А разлад в нашем доме все расширял круги. Геня целыми днями спала, ее стройное тело бескостно волнилось в такт глубокому дыханию. Мы часто обнаруживали в супе катушки из-под ниток, которые она по невнимательности и странной рассеянности бросала в него вместе с овощами. Лавка была открыта и днем и ночью. Распродажа при полуопущенных жалюзи с каждым днем ускоряла свой усложненный бег под аккомпанемент уговоров сбросить или набавить цену. Вдобавок ко всему приехал дядя Кароль.
Был он неразговорчив и немножко не в своей тарелке. Сообщил со вздохом, что печальный опыт последних дней привел его к желанию изменить образ жизни и заняться изучением языков. Из дому дядя Кароль не выходил, замкнулся в последней комнате, из которой Геня, не питавшая к новому гостю симпатии, убрала все ковры и салфетки, и погрузился в штудирование старых ценников.

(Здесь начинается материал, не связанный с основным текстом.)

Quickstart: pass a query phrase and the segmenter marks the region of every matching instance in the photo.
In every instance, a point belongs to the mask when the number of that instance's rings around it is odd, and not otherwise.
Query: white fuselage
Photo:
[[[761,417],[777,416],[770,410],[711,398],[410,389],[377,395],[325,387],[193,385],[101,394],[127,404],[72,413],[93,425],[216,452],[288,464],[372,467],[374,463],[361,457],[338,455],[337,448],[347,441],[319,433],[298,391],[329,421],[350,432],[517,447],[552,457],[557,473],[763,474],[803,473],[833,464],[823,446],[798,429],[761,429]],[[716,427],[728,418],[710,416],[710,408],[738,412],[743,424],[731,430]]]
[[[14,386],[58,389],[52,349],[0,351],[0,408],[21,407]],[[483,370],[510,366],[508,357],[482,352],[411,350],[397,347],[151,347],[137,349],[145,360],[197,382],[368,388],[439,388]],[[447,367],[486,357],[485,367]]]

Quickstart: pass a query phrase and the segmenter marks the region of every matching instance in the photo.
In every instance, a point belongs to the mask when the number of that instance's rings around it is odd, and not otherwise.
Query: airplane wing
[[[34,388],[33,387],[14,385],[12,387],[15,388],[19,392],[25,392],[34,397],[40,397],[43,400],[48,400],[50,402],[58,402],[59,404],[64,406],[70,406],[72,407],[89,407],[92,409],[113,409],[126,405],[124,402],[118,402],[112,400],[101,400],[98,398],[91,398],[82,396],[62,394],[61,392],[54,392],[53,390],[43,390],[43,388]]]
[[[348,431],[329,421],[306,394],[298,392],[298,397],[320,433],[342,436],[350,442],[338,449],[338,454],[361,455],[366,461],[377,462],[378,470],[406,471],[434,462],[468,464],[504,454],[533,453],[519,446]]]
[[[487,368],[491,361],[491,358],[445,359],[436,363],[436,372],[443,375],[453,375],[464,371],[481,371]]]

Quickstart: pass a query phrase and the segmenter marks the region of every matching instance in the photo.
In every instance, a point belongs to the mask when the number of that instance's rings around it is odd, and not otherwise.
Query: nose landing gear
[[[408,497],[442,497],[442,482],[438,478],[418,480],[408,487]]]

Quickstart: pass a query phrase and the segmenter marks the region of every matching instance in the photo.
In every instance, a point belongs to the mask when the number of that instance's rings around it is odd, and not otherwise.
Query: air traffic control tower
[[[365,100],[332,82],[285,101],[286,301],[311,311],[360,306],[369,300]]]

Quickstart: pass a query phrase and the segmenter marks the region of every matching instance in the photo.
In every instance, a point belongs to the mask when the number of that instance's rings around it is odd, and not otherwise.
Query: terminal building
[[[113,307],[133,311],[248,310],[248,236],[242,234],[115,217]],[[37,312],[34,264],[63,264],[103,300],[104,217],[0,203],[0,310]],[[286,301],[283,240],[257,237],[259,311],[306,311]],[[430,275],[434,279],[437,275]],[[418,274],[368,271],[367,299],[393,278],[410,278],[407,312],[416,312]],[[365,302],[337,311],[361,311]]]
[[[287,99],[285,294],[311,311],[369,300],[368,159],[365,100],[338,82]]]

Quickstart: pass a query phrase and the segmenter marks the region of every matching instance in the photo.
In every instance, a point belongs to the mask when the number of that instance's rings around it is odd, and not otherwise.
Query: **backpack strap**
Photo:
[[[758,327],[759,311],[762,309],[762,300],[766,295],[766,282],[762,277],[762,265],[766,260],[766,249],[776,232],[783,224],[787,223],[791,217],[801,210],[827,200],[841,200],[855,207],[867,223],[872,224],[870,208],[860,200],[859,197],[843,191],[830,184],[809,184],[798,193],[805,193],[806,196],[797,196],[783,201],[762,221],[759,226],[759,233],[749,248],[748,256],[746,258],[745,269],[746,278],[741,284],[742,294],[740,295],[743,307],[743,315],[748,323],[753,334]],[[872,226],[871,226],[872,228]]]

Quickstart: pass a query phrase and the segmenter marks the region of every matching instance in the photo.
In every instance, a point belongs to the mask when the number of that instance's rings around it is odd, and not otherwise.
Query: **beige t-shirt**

Несколько раз он со злостью пытался придавить отца ногой. Мы с испуганными криками запретили ему и думать об этом. Но он, ничуть нами не убежденный, лишь недобро усмехался, меж тем как отец, не сознавая грозящей ему опасности, со вниманием задерживался у каких-то пятен на полу.
Отец, проворный и подвижный, как прочие ракообразные, пока он оставался на ногах, становился совершенно беззащитен, стоило ему опрокинуться на спину. Грустная и неприятная была картина, когда, перебирая отчаянно всеми конечностями, он беспомощно вертелся на спине вокруг собственной оси. Невозможно было смотреть без огорчения на чрезмерно явственную и четко выделенную, чуть ли не бесстыдную механику его анатомии, вынесенную почти что наружу и ничем не защищенную со стороны голого многочленного брюшка. В подобные минуты дядю Кароля так и подмывало притопнуть его ногой. А мы спешили на помощь и что-нибудь протягивали отцу; он судорожно хватал протянутый предмет клешнями, обретал нормальное положение и тут же молниеносным зигзагом пускался бежать с удвоенной скоростью, словно хотел стереть воспоминание о постыдном падении.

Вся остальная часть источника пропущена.